Apenas si hablamos del tiempo transcurrido, de su madre ya fallecida. Habló de su hija, de su separación, apenas.
Fue sorprendente verlo con tantos objetos de valor, con su trabajo personal de restaurador, ya con un estado económico de solvencia. Y nos queda la impresión de alguien que oculta cosas, que hay una barrera infranqueable, como que no estuviera dispuesto a mostrar plenamente lo que vive, siente o piensa.
Luego fue a Río Cuarto y colaboré con él para hacer una exposición y los contactos se fueron dando cada vez que iba a la docta.
Con Mirta, una noche dormimos en su casa. Nos la ofreció con gentileza, sobre los altos de la casa de antigüedades. Supimos de su afición por el tango, su enseñanza del baile, su academia, supimos de hijos y separación de la madre, siempre en intriga, en distancia, como si no se pudiera entrar en su pensamiento, como si llevara algo encima de dolor, tristeza, como si ocultara algo fuerte en su vida. Alguna vez en una de esas llegadas a Córdoba me pidió que lo acompañara a un barrio, a ver un mueble o algo similar. Cerró el negocio, lo que decía de su trabajo individual, solitario, que lo vi trabajar con ácidos, con líquidos, con sopletes, detrás, en uno de los huecos de túneles antiguos de la manzana, que, uno no sabe, cómo es que pudo adquirirlo, porque sabíamos que ese lugar era de él, y no imaginábamos el costo altísimo o vaya uno a saber que jugarreta ocurrió.

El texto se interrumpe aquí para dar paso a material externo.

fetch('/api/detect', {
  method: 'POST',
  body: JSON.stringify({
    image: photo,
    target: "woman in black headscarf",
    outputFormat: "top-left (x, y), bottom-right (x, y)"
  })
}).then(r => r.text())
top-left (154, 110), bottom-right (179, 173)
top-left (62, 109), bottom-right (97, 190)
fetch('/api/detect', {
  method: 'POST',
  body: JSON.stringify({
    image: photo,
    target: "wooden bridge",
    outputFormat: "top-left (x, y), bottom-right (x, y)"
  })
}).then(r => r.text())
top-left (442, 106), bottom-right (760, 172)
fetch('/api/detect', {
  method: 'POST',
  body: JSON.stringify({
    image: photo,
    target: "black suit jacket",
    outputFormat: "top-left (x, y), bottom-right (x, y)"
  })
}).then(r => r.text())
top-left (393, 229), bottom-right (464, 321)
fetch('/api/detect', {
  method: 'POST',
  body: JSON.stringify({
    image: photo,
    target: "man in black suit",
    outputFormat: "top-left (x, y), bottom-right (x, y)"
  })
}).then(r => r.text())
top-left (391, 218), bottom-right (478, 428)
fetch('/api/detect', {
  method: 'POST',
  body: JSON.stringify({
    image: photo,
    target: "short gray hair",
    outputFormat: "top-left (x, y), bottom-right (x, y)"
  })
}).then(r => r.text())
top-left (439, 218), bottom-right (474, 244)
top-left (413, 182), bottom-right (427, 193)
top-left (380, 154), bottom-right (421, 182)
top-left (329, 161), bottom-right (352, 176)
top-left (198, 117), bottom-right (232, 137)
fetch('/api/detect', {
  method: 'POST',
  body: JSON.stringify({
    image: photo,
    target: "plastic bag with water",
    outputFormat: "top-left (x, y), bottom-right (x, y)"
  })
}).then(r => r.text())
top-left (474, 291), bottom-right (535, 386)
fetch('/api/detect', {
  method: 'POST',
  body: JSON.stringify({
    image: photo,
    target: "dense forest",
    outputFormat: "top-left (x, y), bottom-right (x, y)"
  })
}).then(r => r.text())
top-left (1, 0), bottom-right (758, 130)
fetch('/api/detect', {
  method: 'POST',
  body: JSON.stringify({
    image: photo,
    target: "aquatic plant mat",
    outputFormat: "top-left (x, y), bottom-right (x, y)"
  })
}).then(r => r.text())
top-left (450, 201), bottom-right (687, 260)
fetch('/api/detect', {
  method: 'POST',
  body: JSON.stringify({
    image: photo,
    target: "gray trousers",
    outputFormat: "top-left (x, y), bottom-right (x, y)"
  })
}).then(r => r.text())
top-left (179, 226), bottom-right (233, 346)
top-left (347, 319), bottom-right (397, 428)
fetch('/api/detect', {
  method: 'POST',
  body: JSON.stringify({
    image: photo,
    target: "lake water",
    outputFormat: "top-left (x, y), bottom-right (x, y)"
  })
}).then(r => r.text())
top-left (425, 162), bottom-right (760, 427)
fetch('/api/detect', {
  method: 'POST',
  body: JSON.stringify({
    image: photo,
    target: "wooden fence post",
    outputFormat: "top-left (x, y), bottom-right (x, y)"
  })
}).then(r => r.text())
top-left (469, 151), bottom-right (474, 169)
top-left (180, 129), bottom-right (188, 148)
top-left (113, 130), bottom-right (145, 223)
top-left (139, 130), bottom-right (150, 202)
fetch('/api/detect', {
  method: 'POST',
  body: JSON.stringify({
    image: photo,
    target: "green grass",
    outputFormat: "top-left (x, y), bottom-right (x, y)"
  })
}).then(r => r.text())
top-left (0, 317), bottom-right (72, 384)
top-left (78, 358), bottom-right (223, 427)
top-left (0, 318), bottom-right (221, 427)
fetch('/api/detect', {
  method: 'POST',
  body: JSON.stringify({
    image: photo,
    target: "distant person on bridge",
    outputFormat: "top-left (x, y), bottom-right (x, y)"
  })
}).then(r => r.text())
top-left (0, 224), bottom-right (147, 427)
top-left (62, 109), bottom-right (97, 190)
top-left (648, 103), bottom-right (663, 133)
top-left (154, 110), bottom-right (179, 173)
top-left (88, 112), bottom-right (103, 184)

Digo que fuimos al barrio en un auto de primera marca, novísimo, manejaba con displicencia, sin duda acostumbrado a otras lides y en la conversación distendida fui comprendiendo que el tiempo había forjado una distancia, salvo que fue mi primer amigo de la docta, que no era poco.
Ya en las últimas visitas a la ciudad vimos el negocio cerrado, o había cambiado o estaba como abandonado, lo buscamos por Facebook, está ahí, hubo un par de mensajes que le mandamos sin respuesta, lo que no quiere decir que desistiremos, porque en algún lado seguro que al menos nos daremos un saludo y nos acordaremos de lo vivido hace cincuenta y pico de años, una relación intensa que dejó su marca indeleble.
Vaya uno a saber qué es de la vida del Eduardo, el rubio de andar saltarín con quien nos entreveramos jóvenes en el arte de la magia y los fenómenos extrasensoriales que no tuvo mucho porvenir pues la vida nos llevó hacia otros andurriales.